17 i 18 dzień z książkami
Dzień 17 - Książka, którą sfilmowano i zrobiono to
źle
W tym wypadku też nie będę się
wahać. Z całą pewnością źle sfilmowano „Atramentowe serce” Cornelli Funke i już
chyba wolałabym, by ten film nie powstał wcale! Funke (moim zdaniem jedna z obecnie najlepszych i najciekawszych pisarek dla młodego czytelnika) ma jakoś pecha do
filmowych wersji swoich opowieści, a przecież jej książki to cuda w okładkach.
W każdym razie Meggie i Mo nie zasługiwali na to, co im zrobiono tym filmem.
Dzień 18 -Twoja ukochana książka, której już nie
można kupić
Znów się powtórzę, ale „Księga
Diny” Herbiorg Wassmo. Jedno wydanie (w 1999 roku?, nie pamiętam dokładnie) i
żadnych wznowień. Absolutnie żadnych. Gdzie ja nie szukałam tej powieści, w ilu
antykwariatach nie pytałam. A cena proponowana przez allegro (120-220 złotych),
nie jest na moją kieszeń. Niestety.
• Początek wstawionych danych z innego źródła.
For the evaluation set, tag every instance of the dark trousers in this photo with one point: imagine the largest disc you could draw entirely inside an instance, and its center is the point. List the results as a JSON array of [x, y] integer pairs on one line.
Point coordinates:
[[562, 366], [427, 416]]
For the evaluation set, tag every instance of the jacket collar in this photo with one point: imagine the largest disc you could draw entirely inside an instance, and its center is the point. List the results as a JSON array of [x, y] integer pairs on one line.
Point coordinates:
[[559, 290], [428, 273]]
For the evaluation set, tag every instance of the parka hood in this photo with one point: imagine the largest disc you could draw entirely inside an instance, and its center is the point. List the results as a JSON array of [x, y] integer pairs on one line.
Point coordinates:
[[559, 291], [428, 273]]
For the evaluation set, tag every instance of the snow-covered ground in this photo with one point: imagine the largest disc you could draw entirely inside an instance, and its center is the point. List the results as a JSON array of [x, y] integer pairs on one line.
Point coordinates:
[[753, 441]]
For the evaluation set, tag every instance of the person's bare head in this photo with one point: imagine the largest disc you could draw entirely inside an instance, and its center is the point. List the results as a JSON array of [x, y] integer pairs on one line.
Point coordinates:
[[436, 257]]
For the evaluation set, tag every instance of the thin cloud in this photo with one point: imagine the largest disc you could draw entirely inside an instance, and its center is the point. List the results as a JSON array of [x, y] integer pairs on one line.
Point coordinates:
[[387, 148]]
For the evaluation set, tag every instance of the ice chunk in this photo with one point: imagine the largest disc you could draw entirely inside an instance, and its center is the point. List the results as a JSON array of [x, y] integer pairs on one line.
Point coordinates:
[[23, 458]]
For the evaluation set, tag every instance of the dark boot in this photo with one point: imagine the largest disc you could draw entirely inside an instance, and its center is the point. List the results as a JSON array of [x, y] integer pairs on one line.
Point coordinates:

Wydać takie pieniądze na książkę? Chyba
nigdy mi się to nie zdarzy. Szczyt… bo ja wiem? Rozrzutności. To chyba dobre
słowo.
Nie czytałam i nie oglądałam, ale poszukam książek :)
OdpowiedzUsuńGorąco zachęcam do zapoznania się z obiema pozycjami. Osobiście uważam, że naprawdę warto. Serdeczności :).
UsuńAtramentowe serce najpierw obejrzałam i podobało mi się, ale kiedy przeczytałam to już wiedziałam, że film się nie umywa do książki.